Still, I haven’t had this much pure dumb fun at the movies this summer. The “they’re flying a tank” scene in The A-Team came closest, but that was just one scene. Salt is a whole movie of “they’re flying a tank” scenes.

It’s like this. Jolie is Evelyn Salt, who works for an oil company that is actually a front for the CIA: she’s a specialist in intelligence about Russia. And then in walks a defector one afternoon to announce that Evelyn Salt is, in fact, a spy for the Russians, a double agent. Oh, yeah, and there’s also a plot about to be put into motion that will destroy America, and it will begin with the assassination of the Russian president — yes, the Russian president — by a Russian operative in New York City.

And that ain’t the half of the crazy.

The defector tells a tale that is a conspiracy theorist’s wet dream about changeling baby spies, Russian kids raised in the 1970s to infiltrate American society … and now who can tell how many of them are in positions to do America harm? Like, maybe, CIA agent Evelyn Salt.
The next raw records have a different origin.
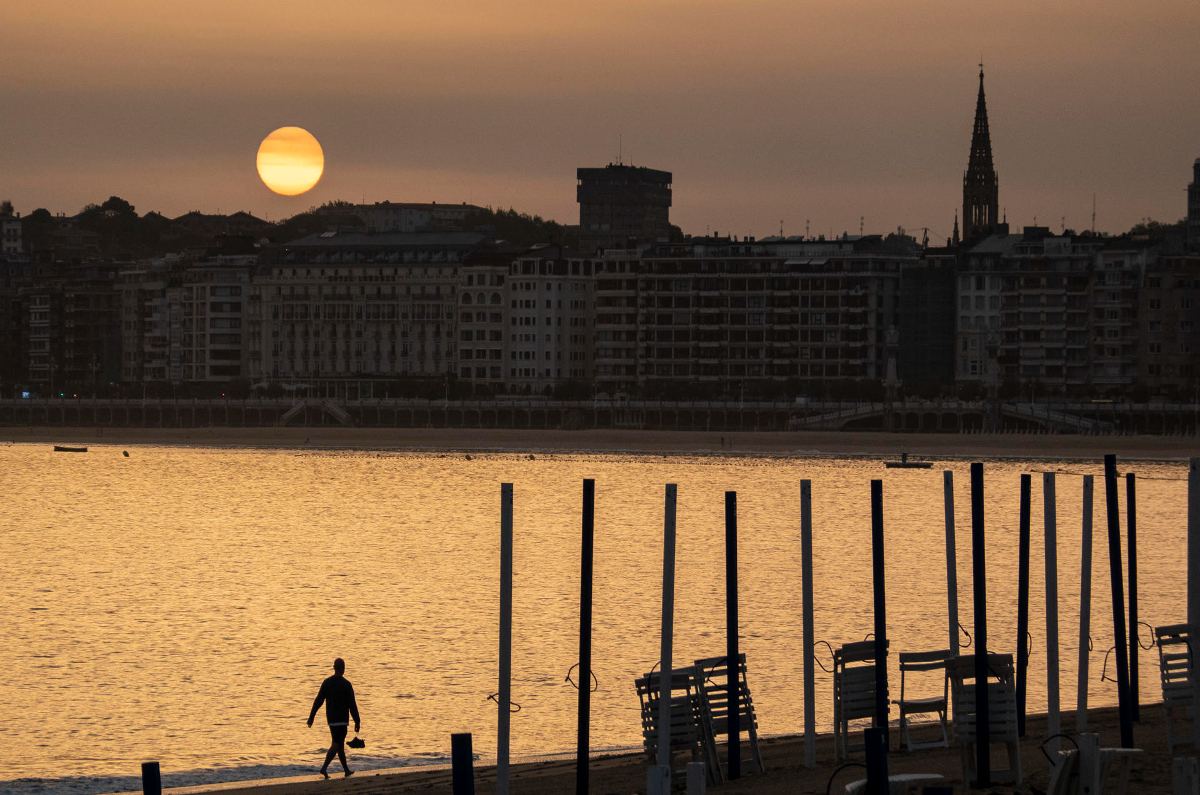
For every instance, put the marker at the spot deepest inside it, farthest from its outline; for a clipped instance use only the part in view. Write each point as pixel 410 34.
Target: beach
pixel 783 443
pixel 783 758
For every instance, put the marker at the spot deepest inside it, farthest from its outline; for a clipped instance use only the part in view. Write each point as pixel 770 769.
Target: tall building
pixel 981 187
pixel 622 207
pixel 1194 208
pixel 10 231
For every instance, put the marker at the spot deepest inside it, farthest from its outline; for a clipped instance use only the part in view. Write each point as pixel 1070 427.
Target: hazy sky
pixel 763 109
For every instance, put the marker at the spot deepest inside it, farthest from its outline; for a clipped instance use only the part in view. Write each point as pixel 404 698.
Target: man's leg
pixel 333 749
pixel 340 747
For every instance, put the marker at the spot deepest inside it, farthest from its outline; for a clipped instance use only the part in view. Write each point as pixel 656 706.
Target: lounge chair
pixel 853 692
pixel 1175 673
pixel 924 662
pixel 1001 715
pixel 714 691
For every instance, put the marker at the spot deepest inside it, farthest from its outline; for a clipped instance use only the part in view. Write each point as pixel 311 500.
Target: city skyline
pixel 456 105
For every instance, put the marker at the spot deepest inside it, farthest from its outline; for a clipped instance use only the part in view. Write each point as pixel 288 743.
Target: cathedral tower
pixel 981 187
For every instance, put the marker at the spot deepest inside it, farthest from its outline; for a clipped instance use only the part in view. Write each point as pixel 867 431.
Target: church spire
pixel 981 187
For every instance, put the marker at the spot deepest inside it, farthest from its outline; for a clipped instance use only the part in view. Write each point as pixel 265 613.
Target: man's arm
pixel 317 703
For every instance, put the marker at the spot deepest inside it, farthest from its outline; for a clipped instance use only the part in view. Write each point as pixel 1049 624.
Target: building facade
pixel 623 207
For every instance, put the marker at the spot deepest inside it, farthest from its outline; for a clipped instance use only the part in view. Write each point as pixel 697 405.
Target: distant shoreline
pixel 629 442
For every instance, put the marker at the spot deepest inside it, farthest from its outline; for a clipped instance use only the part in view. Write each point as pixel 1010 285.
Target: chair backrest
pixel 1001 697
pixel 862 651
pixel 685 706
pixel 924 661
pixel 1174 657
pixel 853 673
pixel 712 673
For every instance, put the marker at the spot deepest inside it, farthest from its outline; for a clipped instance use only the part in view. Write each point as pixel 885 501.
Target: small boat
pixel 905 464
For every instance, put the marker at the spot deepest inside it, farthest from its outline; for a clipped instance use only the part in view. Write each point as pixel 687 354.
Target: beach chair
pixel 1091 769
pixel 1175 674
pixel 1001 715
pixel 853 692
pixel 714 692
pixel 928 663
pixel 691 728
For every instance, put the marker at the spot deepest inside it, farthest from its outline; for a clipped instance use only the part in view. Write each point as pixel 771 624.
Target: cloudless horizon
pixel 767 112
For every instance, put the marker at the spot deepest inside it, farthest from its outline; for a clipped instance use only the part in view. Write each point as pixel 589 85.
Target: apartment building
pixel 335 306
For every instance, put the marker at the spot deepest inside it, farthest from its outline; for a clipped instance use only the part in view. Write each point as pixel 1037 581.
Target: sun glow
pixel 291 161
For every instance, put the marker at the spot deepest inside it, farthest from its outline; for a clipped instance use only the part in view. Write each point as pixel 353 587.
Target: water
pixel 184 604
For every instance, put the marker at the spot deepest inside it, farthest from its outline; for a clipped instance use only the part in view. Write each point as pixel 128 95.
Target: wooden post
pixel 1134 646
pixel 583 728
pixel 504 695
pixel 462 765
pixel 810 706
pixel 952 566
pixel 875 742
pixel 1050 520
pixel 1085 605
pixel 881 611
pixel 979 584
pixel 1194 578
pixel 665 651
pixel 1119 619
pixel 731 633
pixel 1023 602
pixel 151 778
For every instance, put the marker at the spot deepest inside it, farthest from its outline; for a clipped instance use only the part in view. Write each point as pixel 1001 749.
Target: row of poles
pixel 1126 645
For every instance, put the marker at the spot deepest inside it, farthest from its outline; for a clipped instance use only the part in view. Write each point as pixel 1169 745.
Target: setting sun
pixel 291 161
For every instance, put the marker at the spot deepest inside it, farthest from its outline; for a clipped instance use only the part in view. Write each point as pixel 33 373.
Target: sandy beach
pixel 783 757
pixel 791 443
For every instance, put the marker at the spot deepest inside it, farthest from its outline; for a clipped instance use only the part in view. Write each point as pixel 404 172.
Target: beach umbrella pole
pixel 582 743
pixel 505 675
pixel 1023 602
pixel 952 567
pixel 731 634
pixel 1085 607
pixel 1134 646
pixel 1119 615
pixel 1194 579
pixel 1050 521
pixel 462 761
pixel 881 614
pixel 979 585
pixel 810 706
pixel 660 775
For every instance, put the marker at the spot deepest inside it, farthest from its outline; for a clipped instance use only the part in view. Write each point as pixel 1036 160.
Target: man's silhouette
pixel 337 693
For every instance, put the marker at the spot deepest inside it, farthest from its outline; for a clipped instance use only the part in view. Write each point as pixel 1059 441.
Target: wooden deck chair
pixel 924 662
pixel 690 722
pixel 1001 715
pixel 714 692
pixel 853 693
pixel 1175 673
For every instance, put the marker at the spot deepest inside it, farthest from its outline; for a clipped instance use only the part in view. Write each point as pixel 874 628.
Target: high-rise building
pixel 1194 208
pixel 622 207
pixel 981 186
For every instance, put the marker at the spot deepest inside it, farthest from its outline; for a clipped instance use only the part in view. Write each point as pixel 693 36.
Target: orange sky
pixel 765 109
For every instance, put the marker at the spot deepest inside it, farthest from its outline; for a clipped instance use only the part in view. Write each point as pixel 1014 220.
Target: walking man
pixel 337 693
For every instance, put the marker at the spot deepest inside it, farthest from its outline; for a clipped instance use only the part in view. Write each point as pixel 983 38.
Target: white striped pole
pixel 952 566
pixel 810 707
pixel 1085 607
pixel 1050 519
pixel 504 694
pixel 661 775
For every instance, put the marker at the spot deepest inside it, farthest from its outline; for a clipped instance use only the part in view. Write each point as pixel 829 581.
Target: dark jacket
pixel 337 693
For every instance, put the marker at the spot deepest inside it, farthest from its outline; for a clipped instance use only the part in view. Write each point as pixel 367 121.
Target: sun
pixel 291 161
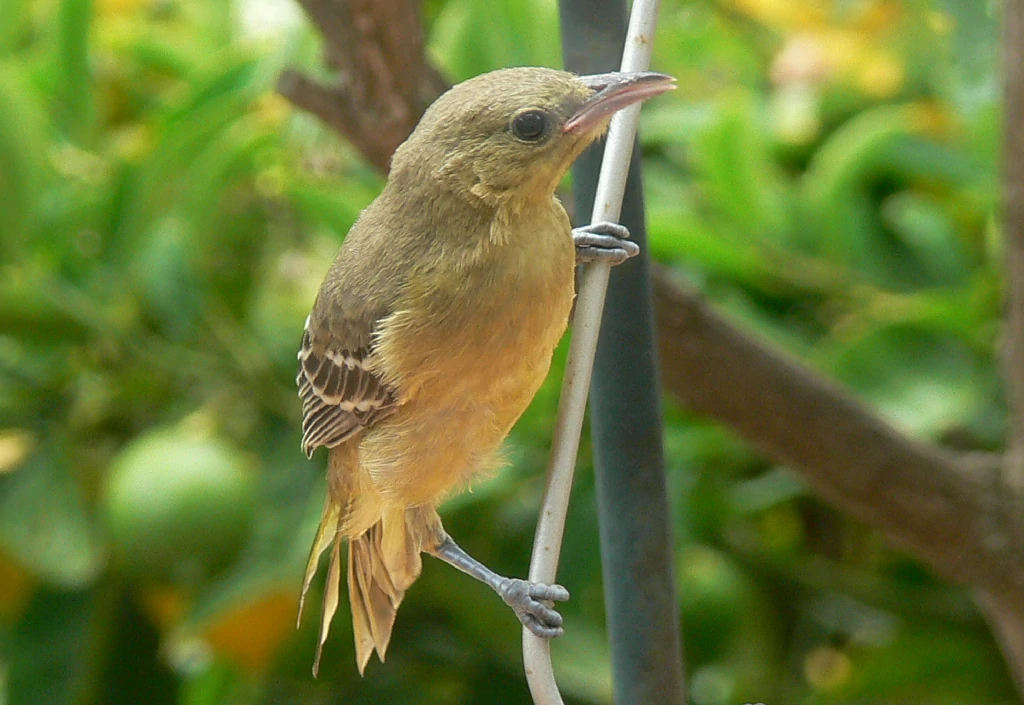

Now Salt is on the run, heading to New York from Washington, D.C., with her colleagues — including her close pal Liev Schreiber and pain-in-the-ass-from-a-rival-agency Chiwetel Ejiofor — on her tail. Is she going to kill the Russian president? Is she going to stop the assassination? We simply have no idea what to believe about her for a very long time, and it’s downright thrilling to be kept on edge like this (especially in a film that is, it must be said, a clear heir to a long line of similar films). Salt recalls director Phillip Noyce’s Jack Ryan flicks, Patriot Games and Clear and Present Danger; tons of exciting violence (car crashes and foot chases and explosions and shootouts and more than a little fisticuffery), a bit of MacGyver-esque cleverness, and a dollop of political and personal intrigue.

At barely 90 minutes, Salt feels both long (for all the wonderful cheese and action that’s crammed in here) and short (it flies by so breezily). By the time it’s done, Salt has opened up its little universe so cleverly that it feels like a superhero — or supervillain — origin story, one begging for a sequel so we can come back and play in its world some more.